As mentioned in the previous email, we actually did have a (mostly) 
working reflink-aware defrag a few years back.  It got removed because 
it had serious performance issues.  Note that we're not talking a few 
seconds of extra time to defrag a full tree here, we're talking 
double-digit _minutes_ of extra time to defrag a moderate sized (low 
triple digit GB) subvolume with dozens of snapshots, _if you were lucky_ 
(if you weren't, you would be looking at potentially multiple _hours_ of 
runtime for the defrag).  The performance scaled inversely proportionate 
to the number of reflinks involved and the total amount of data in the 
subvolume being defragmented, and was pretty bad even in the case of 
only a couple of snapshots.

Ultimately, there are a couple of issues at play here:

* Online defrag has to maintain consistency during operation.  The 
current implementation does this by rewriting the regions being 
defragmented (which causes them to become a single new extent (most of 
the time)), which avoids a whole lot of otherwise complicated logic 
required to make sure things happen correctly, and also means that only 
the file being operated on is impacted and only the parts being modified 
need to be protected against concurrent writes.  Properly handling 
reflinks means that _every_ file that shares some part of an extent with 
the file being operated on needs to have the reflinked regions locked 
for the defrag operation, which has a huge impact on performance. Using 
your example, the update to E55 in both files A and B has to happen as 
part of the same commit, which can contain no other writes in that 
region of the file, otherwise you run the risk of losing writes to file 
B that occur while file A is being defragmented.  It's not horrible when 
it's just a small region in two files, but it becomes a big issue when 
dealing with lots of files and/or particularly large extents (extents in 
BTRFS can get into the GB range in terms of size when dealing with 
really big files).

* Reflinks can reference partial extents.  This means, ultimately, that 
you may end up having to split extents in odd ways during defrag if you 
want to preserve reflinks, and might have to split extents _elsewhere_ 
that are only tangentially related to the region being defragmented. 
See the example in my previous email for a case like this, maintaining 
the shared regions as being shared when you defragment either file to a 
single extent will require splitting extents in the other file (in 
either case, whichever file you don't defragment to a single extent will 
end up having 7 extents if you try to force the one that's been 
defragmented to be the canonical version).  Once you consider that a 
given extent can have multiple ranges reflinked from multiple other 
locations, it gets even more complicated.

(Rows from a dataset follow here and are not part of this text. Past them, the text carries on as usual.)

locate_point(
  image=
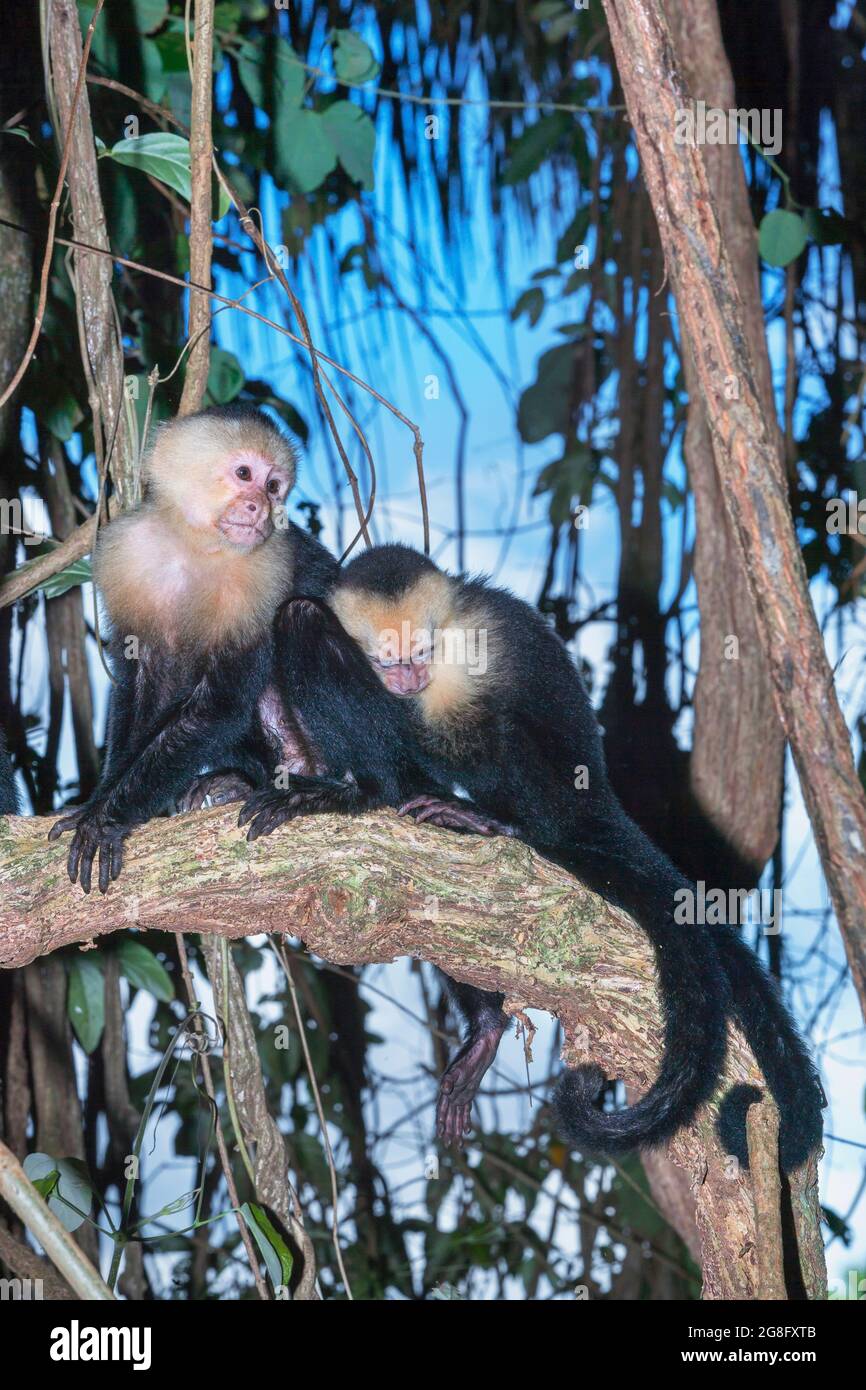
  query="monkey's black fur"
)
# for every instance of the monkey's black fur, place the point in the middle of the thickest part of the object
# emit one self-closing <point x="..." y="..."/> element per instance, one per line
<point x="535" y="726"/>
<point x="173" y="715"/>
<point x="9" y="792"/>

* If you choose to just not handle the above point by not letting defrag 
split extents, you put a hard lower limit on the amount of fragmentation 
present in a file if you want to preserve reflinks.  IOW, you can't 
defragment files past a certain point.  If we go this way, neither of 
the two files in the example from my previous email could be 
defragmented any further than they already are, because doing so would 
require splitting extents.

* Determining all the reflinks to a given region of a given extent is 
not a cheap operation, and the information may immediately be stale 
(because an operation right after you fetch the info might change 
things).  We could work around this by locking the extent somehow, but 
doing so would be expensive because you would have to hold the lock for 
the entire defrag operation.